A Pre-trained Model to Restore Punctuation and Capital Letters in 4 Languages

4 min readOct 6, 2021

Originally published at https://habr.com on October 6, 2021.

Working with speech recognition models we often encounter misconceptions among potential customers and users (mostly related to the fact that people have a hard time distinguishing substance over form). People also tend to believe that punctuation marks and spaces are somehow obviously present in spoken speech, when in fact real spoken speech and written speech are entirely different beasts.

Of course you can just start each sentence with a capital letter and put a full stop at the end. But it is preferable to have some relatively simple and universal solution for “restoring” punctuation marks and capital letters in sentences that our speech recognition system generates. And it would be really nice if such a system worked with any texts in general.

For this reason, we would like to share a system that:

Inserts capital letters and basic punctuation marks (dot, comma, hyphen, question mark, exclamation mark, dash for Russian);
Works for 4 languages (Russian, English, German, Spanish) and can be extended;
By design is domain agnostic and is not based on any hard-coded rules;
Has non-trivial metrics and succeeds in the task of improving text readability;

To reiterate — the purpose of such a system is only to improve the readability of the text. It does not add information to the text that did not originally exist.

The Problem and The Solution

Let’s assume that the input is a sentence in lowercase letters without any punctuation, i.e. similar to the outputs of any speech recognition systems. We ideally need a model that makes texts proper, i.e. restores capital letters and punctuation marks. A set of punctuation marks .,-!?- was chosen based on characters most used on average.

Also we embraced the assumption that the model should insert only one symbol after each token (a punctuation mark or a space). This automatically rules out complex punctuation cases (i.e. direct speech). This is an intentional simplification, because the main task is to improve readability as opposed to achieving grammatically ideal text.
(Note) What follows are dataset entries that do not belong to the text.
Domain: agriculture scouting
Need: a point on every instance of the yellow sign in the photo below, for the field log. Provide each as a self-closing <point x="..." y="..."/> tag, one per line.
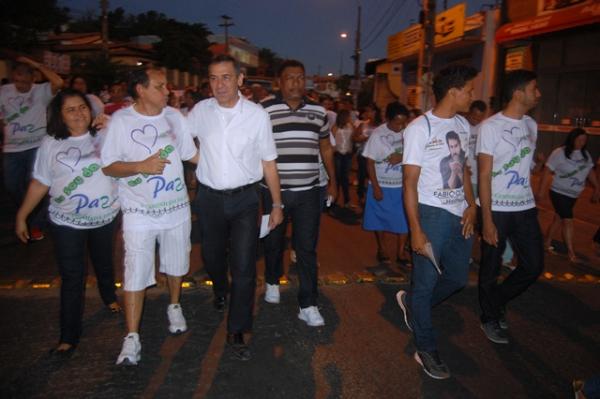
<point x="450" y="25"/>
<point x="394" y="46"/>
<point x="404" y="43"/>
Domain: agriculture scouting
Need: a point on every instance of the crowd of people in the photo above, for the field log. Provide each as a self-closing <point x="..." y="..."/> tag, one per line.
<point x="431" y="180"/>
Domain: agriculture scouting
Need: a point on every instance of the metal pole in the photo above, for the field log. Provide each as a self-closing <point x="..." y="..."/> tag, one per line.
<point x="104" y="23"/>
<point x="426" y="54"/>
<point x="226" y="24"/>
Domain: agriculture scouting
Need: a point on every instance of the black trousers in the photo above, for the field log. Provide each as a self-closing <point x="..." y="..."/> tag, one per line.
<point x="228" y="225"/>
<point x="70" y="244"/>
<point x="304" y="208"/>
<point x="523" y="230"/>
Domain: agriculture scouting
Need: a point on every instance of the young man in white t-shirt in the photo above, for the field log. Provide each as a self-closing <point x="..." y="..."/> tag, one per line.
<point x="144" y="147"/>
<point x="23" y="118"/>
<point x="440" y="207"/>
<point x="505" y="149"/>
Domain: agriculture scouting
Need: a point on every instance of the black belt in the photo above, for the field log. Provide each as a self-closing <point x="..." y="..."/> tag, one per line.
<point x="230" y="191"/>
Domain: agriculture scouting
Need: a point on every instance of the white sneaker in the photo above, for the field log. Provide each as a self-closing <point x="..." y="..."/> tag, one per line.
<point x="177" y="324"/>
<point x="311" y="316"/>
<point x="131" y="352"/>
<point x="272" y="293"/>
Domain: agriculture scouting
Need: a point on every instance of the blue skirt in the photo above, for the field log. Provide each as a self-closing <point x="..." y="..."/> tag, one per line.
<point x="387" y="214"/>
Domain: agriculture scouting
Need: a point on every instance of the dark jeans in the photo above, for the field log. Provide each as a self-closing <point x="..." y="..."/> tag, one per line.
<point x="343" y="162"/>
<point x="523" y="230"/>
<point x="228" y="226"/>
<point x="362" y="176"/>
<point x="305" y="211"/>
<point x="18" y="167"/>
<point x="69" y="244"/>
<point x="428" y="288"/>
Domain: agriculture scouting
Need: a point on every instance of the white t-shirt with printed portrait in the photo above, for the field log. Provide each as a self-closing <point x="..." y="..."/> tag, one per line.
<point x="382" y="143"/>
<point x="570" y="173"/>
<point x="81" y="196"/>
<point x="440" y="148"/>
<point x="24" y="116"/>
<point x="151" y="201"/>
<point x="511" y="143"/>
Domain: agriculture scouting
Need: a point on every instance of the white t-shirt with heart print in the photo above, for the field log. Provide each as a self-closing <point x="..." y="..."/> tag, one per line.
<point x="382" y="143"/>
<point x="81" y="196"/>
<point x="151" y="201"/>
<point x="511" y="143"/>
<point x="24" y="116"/>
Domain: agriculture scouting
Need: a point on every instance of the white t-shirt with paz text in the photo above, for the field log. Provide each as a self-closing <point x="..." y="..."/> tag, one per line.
<point x="569" y="173"/>
<point x="151" y="201"/>
<point x="24" y="116"/>
<point x="81" y="196"/>
<point x="511" y="143"/>
<point x="383" y="143"/>
<point x="440" y="147"/>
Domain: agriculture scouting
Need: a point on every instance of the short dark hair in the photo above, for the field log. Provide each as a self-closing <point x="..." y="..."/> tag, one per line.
<point x="23" y="68"/>
<point x="452" y="135"/>
<point x="290" y="64"/>
<point x="138" y="77"/>
<point x="218" y="59"/>
<point x="516" y="80"/>
<point x="55" y="125"/>
<point x="570" y="142"/>
<point x="452" y="77"/>
<point x="478" y="105"/>
<point x="394" y="109"/>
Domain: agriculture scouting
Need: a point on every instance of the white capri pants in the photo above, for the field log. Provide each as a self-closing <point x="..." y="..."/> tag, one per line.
<point x="140" y="247"/>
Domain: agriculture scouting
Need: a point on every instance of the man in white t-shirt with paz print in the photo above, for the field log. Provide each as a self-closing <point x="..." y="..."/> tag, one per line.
<point x="23" y="118"/>
<point x="441" y="218"/>
<point x="145" y="146"/>
<point x="505" y="149"/>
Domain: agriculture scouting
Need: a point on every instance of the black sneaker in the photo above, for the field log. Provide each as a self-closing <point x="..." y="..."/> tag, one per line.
<point x="401" y="298"/>
<point x="494" y="332"/>
<point x="238" y="347"/>
<point x="433" y="365"/>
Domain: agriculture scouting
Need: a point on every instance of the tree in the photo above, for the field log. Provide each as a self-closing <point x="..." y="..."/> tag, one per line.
<point x="183" y="46"/>
<point x="268" y="62"/>
<point x="22" y="20"/>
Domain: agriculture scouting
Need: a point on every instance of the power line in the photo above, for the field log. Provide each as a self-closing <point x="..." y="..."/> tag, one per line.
<point x="384" y="27"/>
<point x="385" y="13"/>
The solution had to be universal enough to support several key languages. By design we can easily extend our system to an arbitrary number of languages should need arise.

Initially we envisaged the solution to be small BERT-like model with some classifiers on top. We used internal text corpora for training.

We acquainted ourselves with a solution of a similar problem from here. However, for our purposes we needed:

A lighter model with a more general specialization;
An implementation that does not directly use extrnal APIs and a lot of third-party libraries;

As a result, our solution mostly depends only on PyTorch.

Model Compression

After extensive experiments we eventually settled on the simplest possible architecture, and the final weight of the model was still 520 megabytes.

So we tried to compress the model. The simplest option is of course quantization (particularly a combination of static and dynamic as described here).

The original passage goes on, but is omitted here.